しかし、だ。

 ユーザー層は圧倒的に若者中心ということもあり、TikTokという名前は聞いたことがあっても「使ったことがない」「詳しく知らない」という人も多いはず。ここで、少しだけおさらいしよう。

 そもそもTikTokとは、ショートムービーをシェアして楽しむアプリ。ティーンを中心に支持を集め、15~60秒の動画を次々と流し見でき、撮影した動画を簡単に編集、配信することも可能だ。フォロワーを多く集める「TikToker」と呼ばれる人気のユーザーもいる。

 こんな現象もある。

 数々の音楽配信チャートで上位にランクインするシンガー・ソングライター瑛人さんの楽曲「香水」。これも、TikTokがきっかけで人気に火がついた。「君のドルチェ&ガッバーナーの~」のフレーズにあわせて「歌ってみた」「弾いてみた」などの動画が次々とアップされ、たちまち人気者となった。昨年には人気グループ、嵐の公式アカウント開設が大きな話題になるなど、インスタグラムやツイッター同様、いまや世界のセレブたちがこぞって使う。

■日本でも自主的な規制

 日本で人気が急伸したのは2018年ごろから。一般ユーザーだけでなく、若者をターゲットにした企業のプロモーションも目立つようになる。19年3月には、日本共産党もアカウントを開設。若年層へのアピールを目的として、同党の志位和夫委員長が淡々とピアノを奏でる動画を投稿していた。

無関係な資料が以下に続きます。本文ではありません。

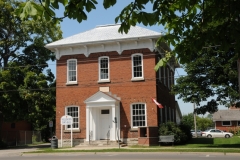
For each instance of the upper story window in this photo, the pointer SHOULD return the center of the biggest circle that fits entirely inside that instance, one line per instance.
(159, 72)
(138, 115)
(103, 69)
(72, 71)
(137, 67)
(74, 112)
(164, 75)
(226, 123)
(168, 77)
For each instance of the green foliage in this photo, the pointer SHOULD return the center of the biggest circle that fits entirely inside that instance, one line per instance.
(27, 86)
(181, 132)
(201, 122)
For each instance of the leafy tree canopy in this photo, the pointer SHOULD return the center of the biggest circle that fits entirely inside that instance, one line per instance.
(195, 28)
(27, 86)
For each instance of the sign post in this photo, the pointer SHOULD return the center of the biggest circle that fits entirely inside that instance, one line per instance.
(66, 120)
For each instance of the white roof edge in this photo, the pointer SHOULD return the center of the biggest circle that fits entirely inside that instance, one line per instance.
(104, 41)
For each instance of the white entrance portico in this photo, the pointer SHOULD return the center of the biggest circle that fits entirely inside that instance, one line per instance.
(102, 110)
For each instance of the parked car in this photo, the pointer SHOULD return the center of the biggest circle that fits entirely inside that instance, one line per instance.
(199, 133)
(216, 133)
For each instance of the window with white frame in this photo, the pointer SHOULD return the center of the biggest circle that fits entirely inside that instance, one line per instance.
(165, 108)
(161, 118)
(172, 78)
(103, 69)
(159, 72)
(72, 71)
(137, 67)
(169, 114)
(138, 115)
(74, 112)
(226, 123)
(164, 75)
(168, 77)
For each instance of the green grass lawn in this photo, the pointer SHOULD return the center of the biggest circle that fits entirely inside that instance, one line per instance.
(221, 145)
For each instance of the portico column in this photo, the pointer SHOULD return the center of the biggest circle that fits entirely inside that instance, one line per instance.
(113, 135)
(87, 123)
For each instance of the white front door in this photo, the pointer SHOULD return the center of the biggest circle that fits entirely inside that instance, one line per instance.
(104, 124)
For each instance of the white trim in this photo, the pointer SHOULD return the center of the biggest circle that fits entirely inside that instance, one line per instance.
(66, 113)
(227, 121)
(102, 46)
(99, 70)
(137, 78)
(131, 105)
(68, 81)
(168, 76)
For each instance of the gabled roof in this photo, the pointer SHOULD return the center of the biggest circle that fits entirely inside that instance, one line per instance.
(227, 115)
(105, 33)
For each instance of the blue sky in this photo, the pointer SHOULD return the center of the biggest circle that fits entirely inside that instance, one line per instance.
(100, 16)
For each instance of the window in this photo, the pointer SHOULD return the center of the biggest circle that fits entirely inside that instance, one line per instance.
(172, 78)
(164, 76)
(72, 71)
(73, 111)
(168, 77)
(138, 112)
(226, 123)
(103, 69)
(169, 114)
(165, 113)
(137, 67)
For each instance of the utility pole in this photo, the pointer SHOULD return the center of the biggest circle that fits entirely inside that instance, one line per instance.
(194, 117)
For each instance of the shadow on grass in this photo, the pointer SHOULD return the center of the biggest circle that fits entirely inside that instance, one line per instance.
(38, 146)
(215, 142)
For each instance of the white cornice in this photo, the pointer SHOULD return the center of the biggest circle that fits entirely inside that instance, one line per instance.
(118, 46)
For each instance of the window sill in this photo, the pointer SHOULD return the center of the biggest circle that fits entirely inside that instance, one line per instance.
(74, 131)
(104, 81)
(71, 83)
(137, 79)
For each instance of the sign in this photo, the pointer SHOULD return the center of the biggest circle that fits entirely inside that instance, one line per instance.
(50, 123)
(66, 120)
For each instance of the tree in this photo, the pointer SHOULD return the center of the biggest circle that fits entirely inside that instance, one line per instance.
(194, 28)
(214, 75)
(27, 86)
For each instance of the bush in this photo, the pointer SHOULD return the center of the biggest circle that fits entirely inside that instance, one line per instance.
(181, 132)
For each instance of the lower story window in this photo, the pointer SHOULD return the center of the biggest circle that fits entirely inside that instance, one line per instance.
(138, 112)
(73, 111)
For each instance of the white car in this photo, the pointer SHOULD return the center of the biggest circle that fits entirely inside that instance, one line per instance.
(216, 133)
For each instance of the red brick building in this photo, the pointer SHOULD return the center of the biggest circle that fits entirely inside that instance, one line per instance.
(105, 77)
(227, 120)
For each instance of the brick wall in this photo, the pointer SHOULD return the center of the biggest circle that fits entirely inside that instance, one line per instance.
(121, 85)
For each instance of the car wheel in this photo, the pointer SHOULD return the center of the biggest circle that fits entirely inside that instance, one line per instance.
(227, 136)
(209, 136)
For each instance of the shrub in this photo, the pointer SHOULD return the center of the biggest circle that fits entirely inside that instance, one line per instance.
(181, 132)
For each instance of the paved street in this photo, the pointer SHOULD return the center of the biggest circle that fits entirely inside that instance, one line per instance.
(17, 154)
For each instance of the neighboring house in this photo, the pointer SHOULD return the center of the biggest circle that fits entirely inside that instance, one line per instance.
(105, 81)
(227, 120)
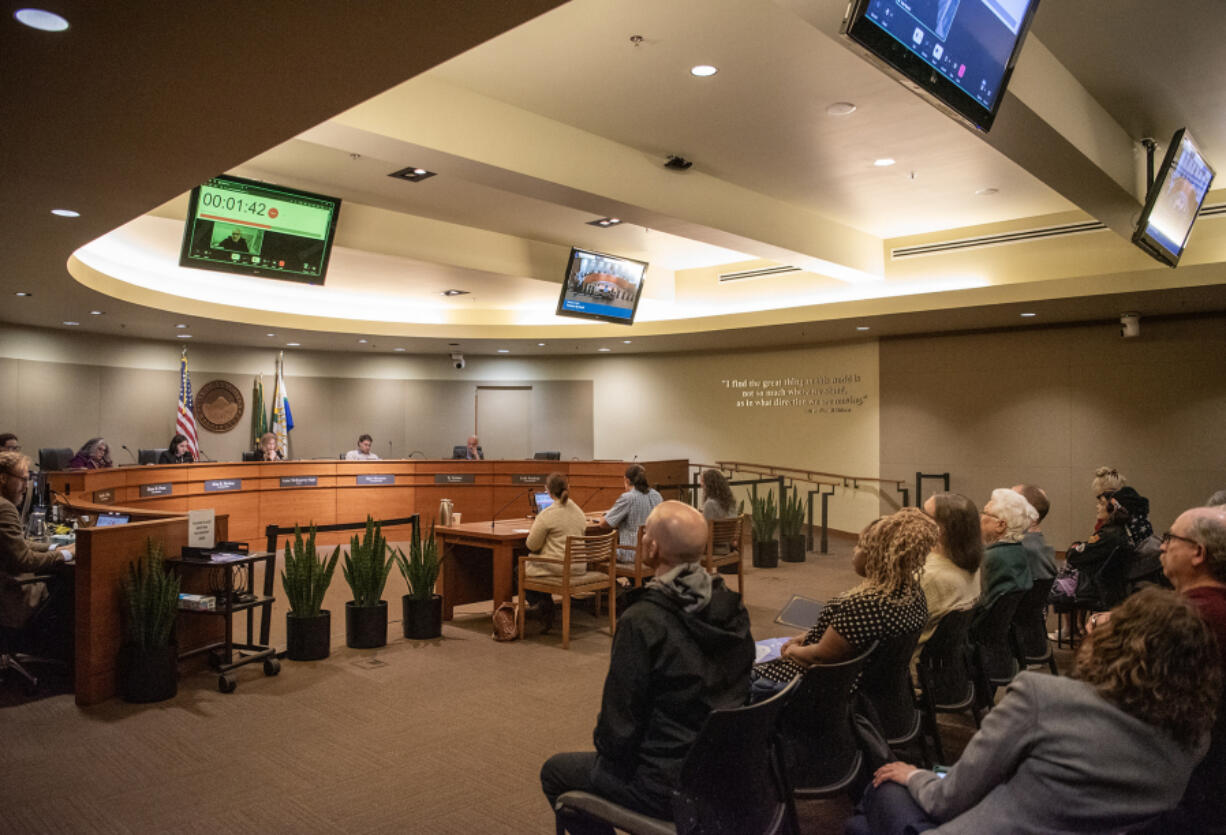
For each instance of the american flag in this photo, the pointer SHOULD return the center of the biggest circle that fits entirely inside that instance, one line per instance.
(185, 418)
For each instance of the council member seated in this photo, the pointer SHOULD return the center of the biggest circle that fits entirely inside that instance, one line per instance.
(47, 610)
(266, 450)
(363, 451)
(471, 451)
(1102, 751)
(179, 451)
(630, 511)
(95, 454)
(548, 538)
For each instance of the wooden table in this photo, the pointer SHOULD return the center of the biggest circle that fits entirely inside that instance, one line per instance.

 つまり、個人ユーザーに限らず、さまざまな分野の企業や団体がTikTokの影響力にあやかりたいのだ。それほどまでに存在感が高まっていた。

 だが、冒頭の米政府の対応を受け、日本でも、自主的な規制の動きが出ている。

 埼玉県や大阪府、神奈川県などが「情報流出に不安の声がある」として自治体アカウントの使用を停止した。また自民党の議員連盟は7月末、会合で「安全保障上の問題がある」として、中国アプリの制限を検討するように政府に提言するとした。